Friday, January 18, 2013
Tessa Hadley's recent stories reaching a deeper level
I've been kind of lukewarm toward the stories of Tessa Hadley that I've read in The New Yorker over the past few years and wondering why she's become such a go-to girl for the fiction editor(s) but her previous story, about a girl who goes for a ride with some guys as she tries to get away from her overprotective family and then things get way out of hand and now her current story in the NYer, Experience, about a 20-something recent divorcee who is house sitting in London and becomes strangely involved with the life of the absent homeowner, first curious about her life as any and every housesitter would be and is, then snooping among locked-away possessions in the attic, makes some odd discoveries about the personality of the absent woman (some of this a little improbably - who keeps a diary anymore? - seemed like a trope out of a 19th-century novel, but convenient to convey plot info), then, when woman's ex boyfriend stops by and housesitter, Laura, knows way more about the relationship than she should the story gets interesting.

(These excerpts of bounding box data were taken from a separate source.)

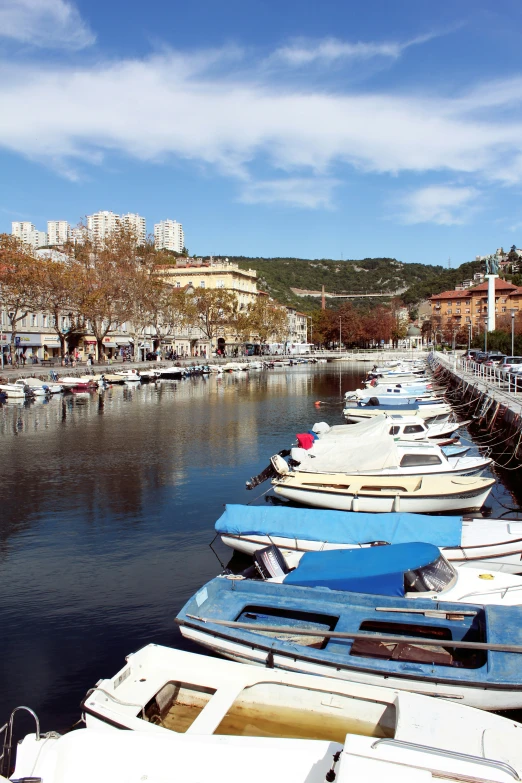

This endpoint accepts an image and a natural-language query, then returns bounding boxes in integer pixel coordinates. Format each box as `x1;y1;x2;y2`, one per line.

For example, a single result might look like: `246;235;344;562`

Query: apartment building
430;278;522;334
11;220;47;248
87;211;120;242
120;212;147;245
154;220;185;253
47;220;71;247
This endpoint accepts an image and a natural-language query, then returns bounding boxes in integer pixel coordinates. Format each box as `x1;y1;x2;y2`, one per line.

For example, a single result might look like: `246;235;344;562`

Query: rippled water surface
0;363;518;730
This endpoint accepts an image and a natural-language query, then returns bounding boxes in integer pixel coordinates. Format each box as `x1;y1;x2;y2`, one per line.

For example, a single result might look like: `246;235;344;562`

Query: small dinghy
81;644;522;755
176;577;522;710
215;505;522;574
272;472;495;514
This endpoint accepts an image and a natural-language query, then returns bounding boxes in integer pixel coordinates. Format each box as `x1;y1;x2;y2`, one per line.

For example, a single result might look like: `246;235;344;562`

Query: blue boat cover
284;543;440;597
216;505;462;546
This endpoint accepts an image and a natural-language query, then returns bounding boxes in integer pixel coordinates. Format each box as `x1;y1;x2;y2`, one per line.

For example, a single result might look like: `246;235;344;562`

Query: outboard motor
254;544;292;580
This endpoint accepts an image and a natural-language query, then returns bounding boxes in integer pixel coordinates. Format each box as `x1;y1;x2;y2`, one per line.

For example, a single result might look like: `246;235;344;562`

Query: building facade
47;220;71;247
120;212;147;245
87;211;120;242
154;220;185;253
430;278;522;337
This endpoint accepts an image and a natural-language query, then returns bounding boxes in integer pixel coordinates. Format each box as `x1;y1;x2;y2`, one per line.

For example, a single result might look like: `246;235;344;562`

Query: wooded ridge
229;256;484;310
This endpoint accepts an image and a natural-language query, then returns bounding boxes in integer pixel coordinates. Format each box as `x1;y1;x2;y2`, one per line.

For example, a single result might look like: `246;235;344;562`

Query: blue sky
0;0;522;265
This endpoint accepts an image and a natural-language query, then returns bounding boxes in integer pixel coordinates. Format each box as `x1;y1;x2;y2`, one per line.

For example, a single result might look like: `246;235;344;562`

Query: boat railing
0;706;40;778
372;737;520;780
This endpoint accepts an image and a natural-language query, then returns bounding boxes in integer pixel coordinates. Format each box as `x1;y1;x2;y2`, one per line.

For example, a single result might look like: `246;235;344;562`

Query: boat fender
270;454;290;476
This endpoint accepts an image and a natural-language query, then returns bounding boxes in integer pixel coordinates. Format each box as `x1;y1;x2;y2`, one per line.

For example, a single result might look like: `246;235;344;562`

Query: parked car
483;353;506;367
499;356;522;375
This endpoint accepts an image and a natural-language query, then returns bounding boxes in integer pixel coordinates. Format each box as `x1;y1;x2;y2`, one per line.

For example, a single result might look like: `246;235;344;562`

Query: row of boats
5;356;522;783
0;358;316;402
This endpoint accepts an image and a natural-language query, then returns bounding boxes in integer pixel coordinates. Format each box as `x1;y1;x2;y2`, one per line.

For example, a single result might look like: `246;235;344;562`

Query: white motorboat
216;505;522;574
0;383;33;400
114;370;141;383
272;472;495;514
286;417;491;478
78;644;522;772
343;396;451;422
15;378;49;397
9;720;522;783
243;541;522;606
6;724;343;783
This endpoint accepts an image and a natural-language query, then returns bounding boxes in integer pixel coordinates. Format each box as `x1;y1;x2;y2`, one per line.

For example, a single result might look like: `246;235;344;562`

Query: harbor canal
0;362;522;730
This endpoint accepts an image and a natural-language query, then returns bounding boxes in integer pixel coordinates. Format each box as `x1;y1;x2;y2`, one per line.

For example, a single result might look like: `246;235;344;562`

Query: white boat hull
274;483;491;514
180;625;522;710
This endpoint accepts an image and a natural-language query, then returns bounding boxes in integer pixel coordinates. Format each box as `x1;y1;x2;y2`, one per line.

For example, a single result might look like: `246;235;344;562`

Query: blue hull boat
176;577;522;710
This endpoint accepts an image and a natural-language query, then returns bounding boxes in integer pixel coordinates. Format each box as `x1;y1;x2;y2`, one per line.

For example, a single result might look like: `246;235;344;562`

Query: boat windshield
404;555;457;593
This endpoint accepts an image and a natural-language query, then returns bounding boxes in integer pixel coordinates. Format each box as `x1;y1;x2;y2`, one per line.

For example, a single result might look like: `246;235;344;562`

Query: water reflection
0;364;512;729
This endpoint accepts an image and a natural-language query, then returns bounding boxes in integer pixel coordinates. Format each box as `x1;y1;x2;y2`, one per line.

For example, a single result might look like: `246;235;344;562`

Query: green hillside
229;256;483;309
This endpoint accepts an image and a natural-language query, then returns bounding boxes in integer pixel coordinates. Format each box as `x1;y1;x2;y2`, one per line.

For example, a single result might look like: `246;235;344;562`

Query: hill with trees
229;256;483;310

In the British way, the story cools down before anything really weird or violent takes place - everyone's very civic and civil in the end, as Laura moves on with her life, but the story does end with a kicking line. All told, I think this and previous story show a deeper level of thinking in Hadley's stories, as she continues to explore the lives of contemporary British (usually London?) women, mostly younger women, often (though not in Experience) of the working class - and this story shows how in a few deft strokes at the outset Hadley can establish character and mood. I very much like the first-person narration here (often, I don't), in which Laura truly seems like one who is reflecting back on her life, on her then-innocence, from a vantage of experience: we sense the sadness and isolation of the recently divorced woman as she struggles to build a life from the broken pieces of the life of another.